The new river model will integrate national hydrography, river and groundwater chemistry, watershed and climate data, historical lime application records, machine learning and reactive transport principles. Terrestrial enhanced weathering will be simulated using a soil-reactive transport model, then routed through hydrological pathways and tracked through connected river segments.
By comparing historical liming practices with designed enhanced weathering deployment scenarios, the project will examine the following factors influence downstream carbon loss and net carbon capture:
- River network resolution: The level of detail used to model river systems
- Deployment location: Where enhanced weathering is applied
- Application rate: How much material is applied
- Feedstock type: The type of material used
The result will be a modeling framework that can help researchers, farmers, carbon- removal developers and other stakeholders understand where enhanced weathering can deliver soil, crop, carbon-capture and climate benefits while maintaining rigorous carbon accounting.
Training the Next Generation of Environmental Leaders
Zhang’s interest in enhanced weathering grew from his broader interest in carbon, which he explored as a graduate student in the Department of Earth & Planetary Sciences at Yale University.
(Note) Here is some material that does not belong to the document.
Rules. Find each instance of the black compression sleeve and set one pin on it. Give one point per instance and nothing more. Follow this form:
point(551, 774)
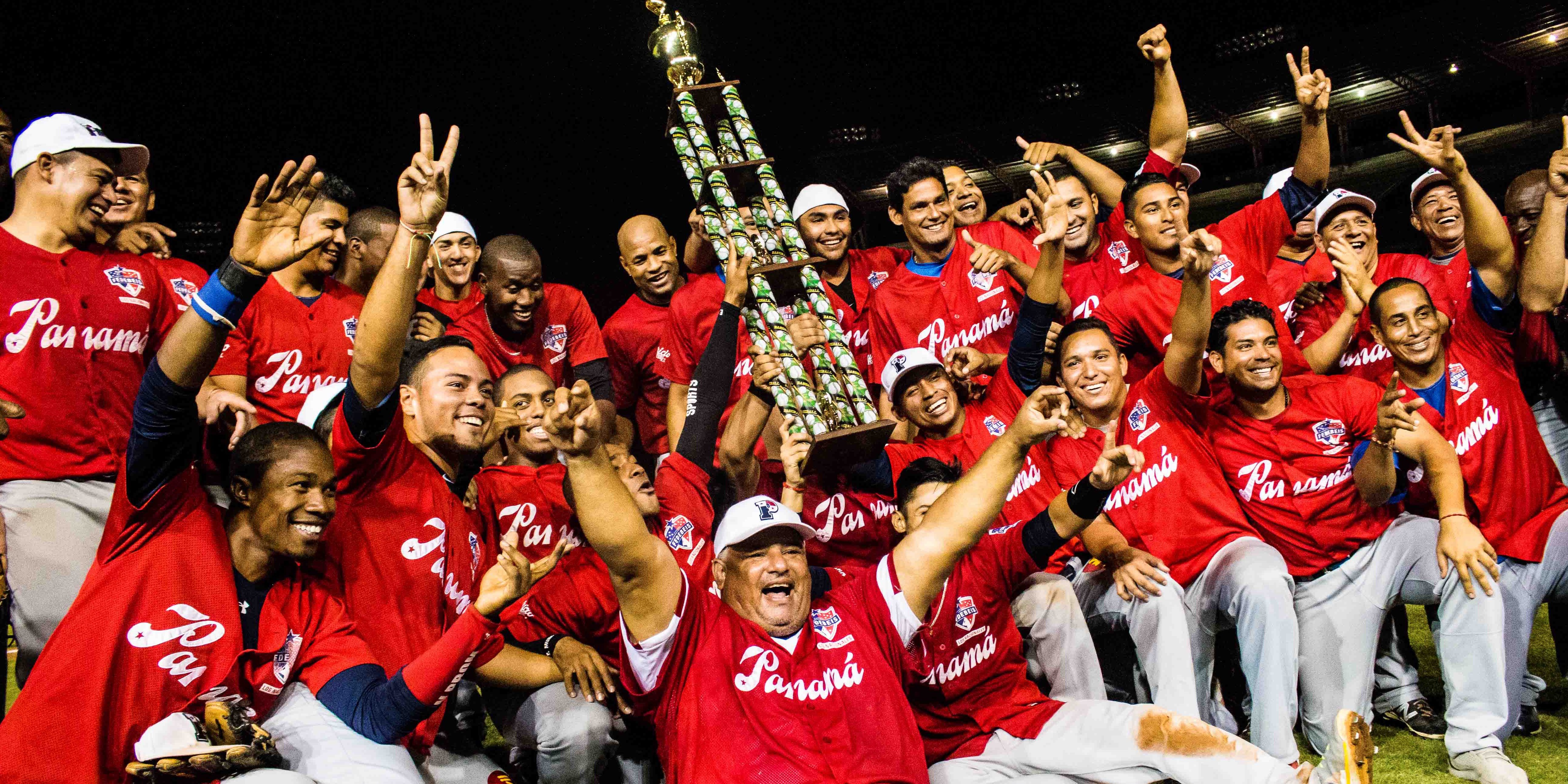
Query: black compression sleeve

He continues to study the global carbon cycle using data science in the CArbon Cycle and Earth Environment (CACEE) Lab at Texas A&M.
“Carbon is fundamental everywhere: the atmosphere, land, soil and ocean,” he said. “The carbon capture field is new and promising; we still need a lot of support to enlarge this market.”
The NSF CAREER Award provides funding for early-career faculty with the potential to serve as academic role models through the advancement of research in their departments. Selection for the award is based on the performance of innovative research at the frontiers of science and community service demonstrated through scientific leadership, education or community outreach.
Zhang’s proposal outlines his plan to integrate this research into educational programs that inspire and train the next generation of STEM leaders in geoscience and data science. The data-driven lesson module and hands-on computational tools developed through this project will train students to apply data-driven approaches to environmental challenges.